Huawei's financial results for the first half of 2015 revealed that it had generated revenue of 175.9 billion yuan ($28.3 billion) -- a year-on-year increase of 30 percent, with operating margins of 18 percent.

The company said all three of its business units -- enterprise, consumer, and carrier -- experienced growth in the six months until June.

"Huawei's mid-range and high-end smartphones ... have made solid progress, helping us guarantee quality and sustainable growth in the consumer business," Huawei's chief financial officer Meng Wanzhou said.

"Thanks to the extensive application of our cloud computing, storage, agile network and other flagship products and solutions in the smart city, finance, education, and ISP markets in and outside of China; our growth in the enterprise business began to pick up in the first half of this year."

Huawei was also recently tipped to be China's first handset manufacturer to ship 10 million smartphones in a single year. Last year, Huawei shipped 138 million devices, including 75 million smartphones; a 7.8 percent increase over its 2013 results.

The next Google Nexus handset is expected to come from Huawei.

Australia's incumbent telco Telstra also opened an innovation centre this month. Its Gurrowa Innovation Lab provides a co-creation space for the telco and its associated enterprise customers, vendors, research institutes, and incubators to collaborate on technological projects such as geolocation, robotics, and the Internet of Things via the Pivotal and Cloud Foundry Foundation-provided open-source platform-as-a-service cloud software.

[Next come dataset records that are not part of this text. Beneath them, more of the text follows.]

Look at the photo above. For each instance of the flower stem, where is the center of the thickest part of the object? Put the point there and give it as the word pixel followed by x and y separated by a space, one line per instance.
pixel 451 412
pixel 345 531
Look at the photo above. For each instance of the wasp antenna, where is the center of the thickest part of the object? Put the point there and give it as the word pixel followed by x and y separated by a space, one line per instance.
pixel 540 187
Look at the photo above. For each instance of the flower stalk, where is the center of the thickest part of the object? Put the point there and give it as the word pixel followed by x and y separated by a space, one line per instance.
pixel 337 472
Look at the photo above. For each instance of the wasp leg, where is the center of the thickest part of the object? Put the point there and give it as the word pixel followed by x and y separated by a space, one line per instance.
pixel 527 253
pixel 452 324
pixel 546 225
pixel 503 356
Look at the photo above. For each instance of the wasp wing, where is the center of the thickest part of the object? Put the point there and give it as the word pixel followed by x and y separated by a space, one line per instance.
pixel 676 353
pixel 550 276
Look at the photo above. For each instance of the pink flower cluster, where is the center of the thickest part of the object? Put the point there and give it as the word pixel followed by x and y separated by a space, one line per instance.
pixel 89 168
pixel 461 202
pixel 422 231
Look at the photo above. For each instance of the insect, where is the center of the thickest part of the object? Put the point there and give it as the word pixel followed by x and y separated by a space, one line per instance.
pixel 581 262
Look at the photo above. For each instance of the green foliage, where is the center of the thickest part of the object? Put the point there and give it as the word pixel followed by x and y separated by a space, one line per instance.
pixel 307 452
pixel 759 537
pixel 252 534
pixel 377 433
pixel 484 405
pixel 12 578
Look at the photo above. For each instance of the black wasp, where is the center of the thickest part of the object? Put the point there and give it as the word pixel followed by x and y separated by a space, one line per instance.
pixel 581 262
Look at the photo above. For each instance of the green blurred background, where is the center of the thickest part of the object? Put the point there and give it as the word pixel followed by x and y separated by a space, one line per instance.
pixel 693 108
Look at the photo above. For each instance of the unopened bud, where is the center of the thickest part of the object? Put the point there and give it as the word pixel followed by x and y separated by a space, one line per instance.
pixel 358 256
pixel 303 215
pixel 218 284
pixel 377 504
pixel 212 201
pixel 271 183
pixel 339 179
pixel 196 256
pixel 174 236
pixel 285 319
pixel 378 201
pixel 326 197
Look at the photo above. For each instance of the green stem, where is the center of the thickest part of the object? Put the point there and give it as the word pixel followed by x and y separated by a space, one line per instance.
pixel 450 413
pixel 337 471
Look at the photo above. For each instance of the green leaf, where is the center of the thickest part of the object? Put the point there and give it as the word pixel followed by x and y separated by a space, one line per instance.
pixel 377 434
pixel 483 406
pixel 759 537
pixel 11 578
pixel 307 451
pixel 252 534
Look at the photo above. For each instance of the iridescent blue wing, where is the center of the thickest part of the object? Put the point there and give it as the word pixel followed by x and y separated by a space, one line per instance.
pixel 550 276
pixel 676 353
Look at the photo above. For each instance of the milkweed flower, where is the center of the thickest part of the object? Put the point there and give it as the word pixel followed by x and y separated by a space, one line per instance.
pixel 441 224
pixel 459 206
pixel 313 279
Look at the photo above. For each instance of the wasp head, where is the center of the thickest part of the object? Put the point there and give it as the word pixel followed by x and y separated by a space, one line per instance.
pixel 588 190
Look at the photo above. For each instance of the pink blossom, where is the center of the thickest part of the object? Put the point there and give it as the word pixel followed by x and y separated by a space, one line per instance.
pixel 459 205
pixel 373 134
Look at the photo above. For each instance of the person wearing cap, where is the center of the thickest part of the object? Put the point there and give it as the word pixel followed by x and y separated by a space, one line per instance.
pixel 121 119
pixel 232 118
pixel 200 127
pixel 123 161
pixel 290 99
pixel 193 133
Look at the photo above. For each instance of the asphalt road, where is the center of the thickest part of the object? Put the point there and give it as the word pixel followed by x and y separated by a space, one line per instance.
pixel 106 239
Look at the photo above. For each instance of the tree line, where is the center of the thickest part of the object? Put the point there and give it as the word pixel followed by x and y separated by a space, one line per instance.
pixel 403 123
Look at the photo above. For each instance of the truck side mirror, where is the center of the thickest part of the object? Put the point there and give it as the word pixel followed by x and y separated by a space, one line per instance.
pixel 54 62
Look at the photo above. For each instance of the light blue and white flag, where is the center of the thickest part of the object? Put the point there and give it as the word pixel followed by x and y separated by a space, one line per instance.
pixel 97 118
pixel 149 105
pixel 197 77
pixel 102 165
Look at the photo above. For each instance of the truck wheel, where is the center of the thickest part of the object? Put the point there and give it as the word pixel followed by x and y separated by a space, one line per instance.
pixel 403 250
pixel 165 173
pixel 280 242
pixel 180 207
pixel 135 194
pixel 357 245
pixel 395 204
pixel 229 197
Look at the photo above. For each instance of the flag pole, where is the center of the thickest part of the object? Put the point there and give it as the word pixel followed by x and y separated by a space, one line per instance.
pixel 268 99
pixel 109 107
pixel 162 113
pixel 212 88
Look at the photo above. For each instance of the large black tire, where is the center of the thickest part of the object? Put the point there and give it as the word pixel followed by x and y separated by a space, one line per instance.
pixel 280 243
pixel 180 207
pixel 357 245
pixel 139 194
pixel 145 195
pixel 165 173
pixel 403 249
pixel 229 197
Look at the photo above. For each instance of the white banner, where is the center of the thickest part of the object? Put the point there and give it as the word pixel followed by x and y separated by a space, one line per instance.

"It is enormously important that as an economy we are globally competitive, and that in industry after industry -- many of them not traditionally thought of as technology industries -- that we are using technology to be efficient and competitive. We talk of IT as an enabler, and that has never been more important than it is today," Parliamentary Secretary to the Minister for Communications Paul Fletcher said at Telstra's launch.